After a disastrous 2011, which saw it drop to third place behind General Motors and the VW Group due to production shortage caused by the March earthquake and tsunami in Japan, Toyota has bounced back and is currently the world’s number one car manufacturer.

On Friday, October 26, the company announced that in the first nine months of the year, it has sold 7.4 million vehicles globally. That’s a 28 percent increase compared to last year and almost half a million units, 450,000 to be precise, than GM whose sales increased by 2.5 percent to 6.95 million.

So, has Japan’s number one automotive manufacturer already regained the throne it lost last year after an uninterrupted reign since 2008?

While that’s very likely, the jury is still out.
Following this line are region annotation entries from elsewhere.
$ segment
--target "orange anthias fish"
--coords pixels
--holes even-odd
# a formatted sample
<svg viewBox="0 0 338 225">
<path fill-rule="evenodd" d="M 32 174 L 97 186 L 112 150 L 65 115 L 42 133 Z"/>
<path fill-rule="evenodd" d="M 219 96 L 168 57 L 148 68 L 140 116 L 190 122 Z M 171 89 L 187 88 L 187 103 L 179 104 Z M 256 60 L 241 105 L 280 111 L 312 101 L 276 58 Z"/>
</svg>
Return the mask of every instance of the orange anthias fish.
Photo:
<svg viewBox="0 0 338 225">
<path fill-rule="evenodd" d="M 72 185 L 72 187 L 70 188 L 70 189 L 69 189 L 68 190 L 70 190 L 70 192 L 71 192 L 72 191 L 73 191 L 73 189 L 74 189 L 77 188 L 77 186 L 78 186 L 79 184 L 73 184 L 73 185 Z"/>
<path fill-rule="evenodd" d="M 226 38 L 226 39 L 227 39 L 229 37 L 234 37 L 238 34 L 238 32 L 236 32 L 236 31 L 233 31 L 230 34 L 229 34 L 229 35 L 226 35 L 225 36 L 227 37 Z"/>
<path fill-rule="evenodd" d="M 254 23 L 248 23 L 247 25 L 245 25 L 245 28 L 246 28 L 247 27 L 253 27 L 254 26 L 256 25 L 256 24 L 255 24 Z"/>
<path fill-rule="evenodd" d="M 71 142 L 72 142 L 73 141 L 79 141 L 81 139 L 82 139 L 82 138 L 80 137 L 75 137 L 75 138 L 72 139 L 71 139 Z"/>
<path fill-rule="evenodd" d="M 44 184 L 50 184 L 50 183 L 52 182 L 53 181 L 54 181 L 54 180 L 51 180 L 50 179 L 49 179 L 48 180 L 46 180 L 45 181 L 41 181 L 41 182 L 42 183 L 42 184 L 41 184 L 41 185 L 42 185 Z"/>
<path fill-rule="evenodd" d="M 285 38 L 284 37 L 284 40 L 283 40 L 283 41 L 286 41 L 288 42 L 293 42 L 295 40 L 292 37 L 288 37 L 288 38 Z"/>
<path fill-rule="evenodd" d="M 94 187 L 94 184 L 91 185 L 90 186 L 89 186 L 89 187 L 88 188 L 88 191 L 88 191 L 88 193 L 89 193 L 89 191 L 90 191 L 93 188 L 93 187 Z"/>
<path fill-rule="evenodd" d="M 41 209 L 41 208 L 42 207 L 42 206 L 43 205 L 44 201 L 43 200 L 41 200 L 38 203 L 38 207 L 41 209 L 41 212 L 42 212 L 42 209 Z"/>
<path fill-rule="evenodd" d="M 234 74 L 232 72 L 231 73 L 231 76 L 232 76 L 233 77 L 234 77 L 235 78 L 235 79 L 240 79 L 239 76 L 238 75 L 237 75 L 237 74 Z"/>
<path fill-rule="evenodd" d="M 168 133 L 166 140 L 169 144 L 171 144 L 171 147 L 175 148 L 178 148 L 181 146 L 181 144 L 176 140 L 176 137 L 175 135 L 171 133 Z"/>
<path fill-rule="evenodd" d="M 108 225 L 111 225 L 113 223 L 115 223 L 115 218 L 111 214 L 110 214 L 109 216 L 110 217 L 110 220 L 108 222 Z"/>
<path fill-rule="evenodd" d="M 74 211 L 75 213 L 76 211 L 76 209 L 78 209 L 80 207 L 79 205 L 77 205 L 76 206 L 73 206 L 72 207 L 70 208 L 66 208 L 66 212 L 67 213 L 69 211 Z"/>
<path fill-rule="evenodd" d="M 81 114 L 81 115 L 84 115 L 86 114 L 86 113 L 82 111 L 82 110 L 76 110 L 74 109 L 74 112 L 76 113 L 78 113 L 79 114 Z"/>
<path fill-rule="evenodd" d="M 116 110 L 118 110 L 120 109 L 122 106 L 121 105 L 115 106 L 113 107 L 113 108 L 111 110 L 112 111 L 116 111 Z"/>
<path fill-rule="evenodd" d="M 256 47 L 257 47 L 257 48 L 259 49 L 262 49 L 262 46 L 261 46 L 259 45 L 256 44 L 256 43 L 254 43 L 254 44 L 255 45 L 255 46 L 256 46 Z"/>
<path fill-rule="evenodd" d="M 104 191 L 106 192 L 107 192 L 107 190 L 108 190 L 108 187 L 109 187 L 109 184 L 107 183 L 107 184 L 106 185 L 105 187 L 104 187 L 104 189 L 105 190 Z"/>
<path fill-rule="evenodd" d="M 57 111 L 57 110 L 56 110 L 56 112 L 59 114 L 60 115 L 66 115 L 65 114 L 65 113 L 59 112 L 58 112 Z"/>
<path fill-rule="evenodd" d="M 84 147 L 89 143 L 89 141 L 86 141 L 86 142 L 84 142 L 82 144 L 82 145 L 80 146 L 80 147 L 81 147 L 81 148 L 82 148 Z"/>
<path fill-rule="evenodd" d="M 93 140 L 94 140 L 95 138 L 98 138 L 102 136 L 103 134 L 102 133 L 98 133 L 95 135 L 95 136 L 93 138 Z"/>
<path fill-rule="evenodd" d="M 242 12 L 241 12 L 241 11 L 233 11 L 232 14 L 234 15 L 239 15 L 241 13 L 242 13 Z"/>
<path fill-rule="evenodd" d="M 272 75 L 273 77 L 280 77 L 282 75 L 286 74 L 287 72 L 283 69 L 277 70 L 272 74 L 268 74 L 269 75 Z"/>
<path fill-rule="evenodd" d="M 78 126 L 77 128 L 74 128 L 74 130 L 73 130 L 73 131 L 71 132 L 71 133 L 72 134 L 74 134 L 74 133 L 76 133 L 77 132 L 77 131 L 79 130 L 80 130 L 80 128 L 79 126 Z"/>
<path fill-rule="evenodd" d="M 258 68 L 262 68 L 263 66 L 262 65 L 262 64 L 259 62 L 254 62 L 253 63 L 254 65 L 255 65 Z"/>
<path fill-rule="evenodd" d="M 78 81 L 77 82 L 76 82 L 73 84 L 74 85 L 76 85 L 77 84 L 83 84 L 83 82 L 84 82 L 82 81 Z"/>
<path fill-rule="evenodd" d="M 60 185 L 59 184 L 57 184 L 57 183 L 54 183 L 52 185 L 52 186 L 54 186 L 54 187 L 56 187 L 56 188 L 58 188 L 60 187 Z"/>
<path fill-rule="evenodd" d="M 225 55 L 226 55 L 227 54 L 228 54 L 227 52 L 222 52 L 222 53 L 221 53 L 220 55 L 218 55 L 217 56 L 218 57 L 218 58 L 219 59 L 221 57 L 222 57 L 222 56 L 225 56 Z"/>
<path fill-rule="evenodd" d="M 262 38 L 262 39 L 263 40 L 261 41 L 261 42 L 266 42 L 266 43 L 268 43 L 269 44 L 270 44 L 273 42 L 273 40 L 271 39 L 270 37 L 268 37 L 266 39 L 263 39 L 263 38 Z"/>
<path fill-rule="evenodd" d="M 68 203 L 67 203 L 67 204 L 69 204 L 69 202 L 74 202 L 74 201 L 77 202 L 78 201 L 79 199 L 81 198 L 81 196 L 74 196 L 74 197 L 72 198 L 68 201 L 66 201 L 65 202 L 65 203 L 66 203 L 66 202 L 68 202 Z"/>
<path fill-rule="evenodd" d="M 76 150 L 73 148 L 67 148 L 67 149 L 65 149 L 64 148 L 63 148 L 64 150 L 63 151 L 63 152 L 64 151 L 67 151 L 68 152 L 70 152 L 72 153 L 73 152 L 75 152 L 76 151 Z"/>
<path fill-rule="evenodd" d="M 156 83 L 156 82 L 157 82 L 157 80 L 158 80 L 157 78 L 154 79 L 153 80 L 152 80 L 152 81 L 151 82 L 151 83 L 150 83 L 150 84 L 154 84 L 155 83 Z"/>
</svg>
The reason is that, like all Japanese companies, its sales have been falling in China due to the much-publicized territorial dispute between the two Asian countries.

In August, it delivered 75,280 vehicles in China, which equals a 15 percent drop compared to the same month last year. September was even worse: sales were just 44,100 units, a sharp drop from 2011’s 86,000.

As a result of the Chinese boycott of Japanese products, Toyota no longer expects to reach its initial target of one million sales in the world’s biggest new car market and has, so far, not given a new estimate.

Still, while GM and other non-Japanese carmakers are making hay of the situation in China, analysts like Nomura Securities’ Masataka Kunugimoto, expects Toyota to make a recovery by the end of 2012.

Kunugimoto said that he doesn’t “expect this kind of drop to continue”, adding that “the Chinese market is still growing” and forecast that Toyota’s 2012 sales will hit the 900,000 mark.

GM spokesman Jim Cain stated that the company is more interested in profitable growth than winning the sales race. That may well be the case, or it may just be “PR talk” given that even in its home market, GM’s sales growth rate of 3.4 percent in the first nine months has been lagging compared to the industry’s average 15 percent increase.